Key findings from the Flixborough disaster and causes of disaster are as follows;

  • The officially accepted cause of the disaster is the mechanical failure of the “dog leg” 20 inch by-pass. The “dog leg” by-pass consisted of three lengths of 20 inch pipes with flanges at each.
  • The by-pass pipe was of smaller diameter (20 inch) than the reactor flanges (24 inch) and in order to align the flanges short sections of pipes with stainless steel bellows were added at each end of the by-pass. Under pressure these bellows tend to squirm or twist. The assembly as constructed was of unknown strength and did not comply with the British Standard.
  • No design calculations were carried out for the modification, with no account being taken of the appropriate Standards or the bellows unit manufacturer’s recommendations. The modification was fabricated onsite without any engineering drawings, calculations or hydraulic testing.
  • The welding on the temporary pipework connections had not been tested or checked. Although the assembly had been pneumatically tested to 9 bar g (130 psig), it had not been tested up to relief valve pressure of 1 1 bar g (160 psig).

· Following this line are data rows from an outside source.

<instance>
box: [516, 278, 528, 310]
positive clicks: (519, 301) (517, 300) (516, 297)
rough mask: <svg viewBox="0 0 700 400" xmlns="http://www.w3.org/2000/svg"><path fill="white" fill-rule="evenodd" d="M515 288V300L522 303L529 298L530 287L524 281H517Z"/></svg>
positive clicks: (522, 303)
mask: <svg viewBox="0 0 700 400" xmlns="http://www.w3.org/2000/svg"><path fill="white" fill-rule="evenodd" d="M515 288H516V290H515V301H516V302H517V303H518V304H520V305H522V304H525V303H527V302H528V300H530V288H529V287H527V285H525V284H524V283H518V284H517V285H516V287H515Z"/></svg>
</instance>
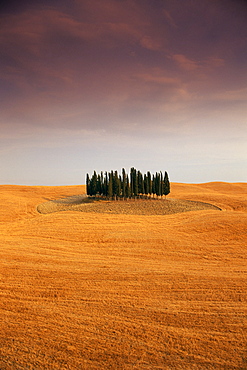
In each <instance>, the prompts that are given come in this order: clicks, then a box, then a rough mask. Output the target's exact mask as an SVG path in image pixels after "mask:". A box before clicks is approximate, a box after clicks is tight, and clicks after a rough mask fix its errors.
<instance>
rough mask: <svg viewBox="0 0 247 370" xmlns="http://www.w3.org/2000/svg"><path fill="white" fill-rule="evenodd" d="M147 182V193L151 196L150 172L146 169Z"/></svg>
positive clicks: (151, 191) (150, 196)
mask: <svg viewBox="0 0 247 370" xmlns="http://www.w3.org/2000/svg"><path fill="white" fill-rule="evenodd" d="M147 182H148V186H147V188H148V194H149V195H150V197H151V193H152V178H151V173H150V172H149V171H148V173H147Z"/></svg>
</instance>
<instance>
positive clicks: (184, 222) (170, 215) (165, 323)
mask: <svg viewBox="0 0 247 370" xmlns="http://www.w3.org/2000/svg"><path fill="white" fill-rule="evenodd" d="M84 191H85V188H84V187H83V186H67V187H38V186H35V187H27V186H26V187H25V186H10V185H9V186H0V203H1V204H0V206H1V212H0V230H1V236H0V243H1V249H0V253H1V255H0V258H1V265H0V266H1V267H0V269H1V270H0V276H1V280H0V284H1V290H0V294H1V299H0V310H1V314H0V323H1V325H0V330H1V335H0V369H1V370H6V369H7V370H9V369H11V370H12V369H13V370H14V369H16V370H17V369H18V370H19V369H25V370H27V369H30V370H31V369H32V370H41V369H42V370H45V369H50V370H56V369H59V370H62V369H63V370H65V369H76V370H77V369H114V370H115V369H126V370H127V369H178V370H179V369H181V370H193V369H195V370H198V369H214V370H217V369H229V370H230V369H231V370H233V369H247V258H246V257H247V253H246V252H247V231H246V230H247V196H246V194H247V184H246V183H234V184H230V183H207V184H199V185H188V184H177V183H172V184H171V194H170V195H169V196H168V197H167V200H143V201H142V200H140V201H139V200H137V201H129V202H123V201H118V202H106V201H95V202H90V201H88V200H87V199H86V198H85V196H84V195H83V193H84Z"/></svg>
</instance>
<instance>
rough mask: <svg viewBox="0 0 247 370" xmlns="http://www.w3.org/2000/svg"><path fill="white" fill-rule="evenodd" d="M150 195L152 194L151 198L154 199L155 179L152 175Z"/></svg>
mask: <svg viewBox="0 0 247 370" xmlns="http://www.w3.org/2000/svg"><path fill="white" fill-rule="evenodd" d="M152 194H153V198H154V194H155V177H154V175H153V177H152Z"/></svg>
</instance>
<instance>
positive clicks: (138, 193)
mask: <svg viewBox="0 0 247 370" xmlns="http://www.w3.org/2000/svg"><path fill="white" fill-rule="evenodd" d="M137 184H138V195H139V196H140V194H144V182H143V176H142V173H141V172H140V171H138V172H137Z"/></svg>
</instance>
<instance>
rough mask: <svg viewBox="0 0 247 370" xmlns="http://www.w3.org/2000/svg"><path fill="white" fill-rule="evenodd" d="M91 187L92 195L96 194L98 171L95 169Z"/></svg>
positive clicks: (96, 188)
mask: <svg viewBox="0 0 247 370" xmlns="http://www.w3.org/2000/svg"><path fill="white" fill-rule="evenodd" d="M90 188H91V195H94V196H95V195H96V194H97V173H96V171H94V173H93V176H92V178H91V182H90Z"/></svg>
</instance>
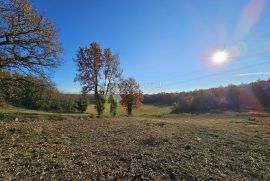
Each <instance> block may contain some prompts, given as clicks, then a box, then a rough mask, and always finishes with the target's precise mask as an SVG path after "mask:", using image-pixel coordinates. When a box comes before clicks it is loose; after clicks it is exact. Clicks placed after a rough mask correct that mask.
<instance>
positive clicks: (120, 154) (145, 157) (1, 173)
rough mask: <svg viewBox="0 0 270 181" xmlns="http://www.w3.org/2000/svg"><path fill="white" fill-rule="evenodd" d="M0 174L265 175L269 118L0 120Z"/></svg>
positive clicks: (121, 179)
mask: <svg viewBox="0 0 270 181" xmlns="http://www.w3.org/2000/svg"><path fill="white" fill-rule="evenodd" d="M0 145H1V147H0V152H1V156H0V180H9V179H11V180H13V179H14V180H270V151H269V148H270V118H269V117H253V118H250V117H247V116H230V115H227V116H224V115H207V116H206V115H200V116H191V115H182V116H168V117H164V116H160V117H158V118H157V117H156V118H154V117H147V118H146V117H129V118H128V117H125V118H100V119H96V118H87V117H82V118H81V119H76V120H72V119H69V120H61V121H42V120H40V121H38V120H36V121H23V120H21V121H1V122H0Z"/></svg>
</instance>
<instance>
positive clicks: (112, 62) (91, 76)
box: [75, 42, 121, 115]
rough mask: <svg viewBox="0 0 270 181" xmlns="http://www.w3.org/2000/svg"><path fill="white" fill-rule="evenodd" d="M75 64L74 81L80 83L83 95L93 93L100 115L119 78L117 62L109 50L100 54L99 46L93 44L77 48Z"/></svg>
mask: <svg viewBox="0 0 270 181" xmlns="http://www.w3.org/2000/svg"><path fill="white" fill-rule="evenodd" d="M75 62H76V63H77V66H78V69H77V71H78V74H77V76H76V78H75V81H79V82H80V83H81V85H82V91H83V93H88V92H92V91H93V92H94V94H95V104H96V110H97V113H98V115H101V114H102V113H103V111H104V109H105V102H106V98H108V97H107V95H108V93H109V92H110V93H111V91H112V90H113V87H115V86H114V85H115V82H116V79H117V78H120V75H121V73H120V71H119V61H118V59H116V58H115V56H113V55H112V54H111V51H110V49H105V51H104V54H102V49H101V48H100V46H99V44H98V43H96V42H93V43H91V44H90V47H89V48H79V50H78V53H77V58H76V59H75Z"/></svg>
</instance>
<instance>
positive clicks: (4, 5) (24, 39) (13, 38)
mask: <svg viewBox="0 0 270 181" xmlns="http://www.w3.org/2000/svg"><path fill="white" fill-rule="evenodd" d="M62 52H63V50H62V48H61V45H60V43H59V41H58V35H57V31H56V28H55V27H54V25H53V23H52V22H51V21H50V20H48V19H47V18H45V17H44V16H42V15H40V14H39V13H38V12H37V11H36V10H35V9H34V8H33V7H32V6H31V5H30V3H29V2H28V0H0V71H8V72H20V73H23V74H28V75H38V76H42V77H47V74H46V73H48V72H47V71H48V70H51V68H53V67H56V66H58V65H60V64H61V60H60V57H59V55H60V54H61V53H62Z"/></svg>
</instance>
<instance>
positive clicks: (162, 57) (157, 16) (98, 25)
mask: <svg viewBox="0 0 270 181" xmlns="http://www.w3.org/2000/svg"><path fill="white" fill-rule="evenodd" d="M32 2H33V4H34V6H35V7H36V8H37V9H38V10H40V11H41V12H42V13H43V14H45V15H46V16H47V17H48V18H50V19H51V20H52V21H54V22H55V25H56V27H57V28H58V29H59V35H60V41H61V43H62V45H63V48H64V51H65V54H64V55H63V61H64V64H63V65H62V66H61V67H59V68H57V69H56V71H55V73H54V75H53V81H54V82H55V83H56V84H57V87H58V88H59V89H60V90H61V91H64V92H72V93H74V92H79V91H80V85H79V83H74V81H73V80H74V77H75V75H76V65H75V63H74V61H73V59H74V58H75V55H76V52H77V49H78V48H79V47H85V46H88V45H89V44H90V43H91V42H93V41H97V42H99V43H100V45H101V47H102V48H107V47H109V48H111V49H112V51H113V52H114V53H117V54H119V56H120V63H121V67H122V68H123V70H124V76H125V77H128V76H132V77H134V78H135V79H136V80H137V81H138V82H139V83H140V84H141V87H142V89H143V91H144V92H145V93H153V92H161V91H165V92H172V91H183V90H193V89H199V88H210V87H217V86H221V85H228V84H230V83H234V84H239V83H242V82H243V83H246V82H251V81H255V80H258V79H268V78H270V59H269V58H270V2H269V1H267V0H192V1H191V0H43V1H40V0H32ZM219 50H222V51H226V52H227V53H228V56H229V59H228V60H227V61H226V62H224V63H222V64H216V63H214V62H213V60H212V56H213V54H214V53H215V52H217V51H219Z"/></svg>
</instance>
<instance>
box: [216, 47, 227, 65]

  • The pipe was constructed and supported by scaffolding; however, no account was taken for the turning moment that would act on the pipe due to fluid flow. Consequently, the scaffolding support was not adequate to resist the shear forces.
  • The team tasked with making and installing the temporary pipe were no professionally qualified to do so.
  • Furthermore, the cause of the crack in Reactor 5 can also be linked back to a process modification. Prior to the crack there was a leak of cyclohexane from the stirrer gland and to condense the leaking vapor, water was poured on the top of the reactor. However, the water contained nitrates which caused stress corrosion cracking of the mild steel pressure vessel
  • Prior to the incident, the works engineer had left at the start of the year, and by June 1974 the company had yet to find a replacement. At the time the bypass line was being planned and installed, there was no engineer on site with the qualifications to perform a proper mechanical design, or to provide critical technical review on related issues. There were chemical and electrical engineers on 80 staff, but no other mechanical engineers.
  • At the time of the disaster, large scale explosions were not considered in the design and location of occupied buildings. The control room was located close to the plant for operational reasons.
  • As explained earlier, the plant site contained excessively large inventories of cyclohexane, naphtha, toluene, benzene, and gasoline. These inventories likely contributed to the fire after the initial blast, which burned for ten days following the explosion.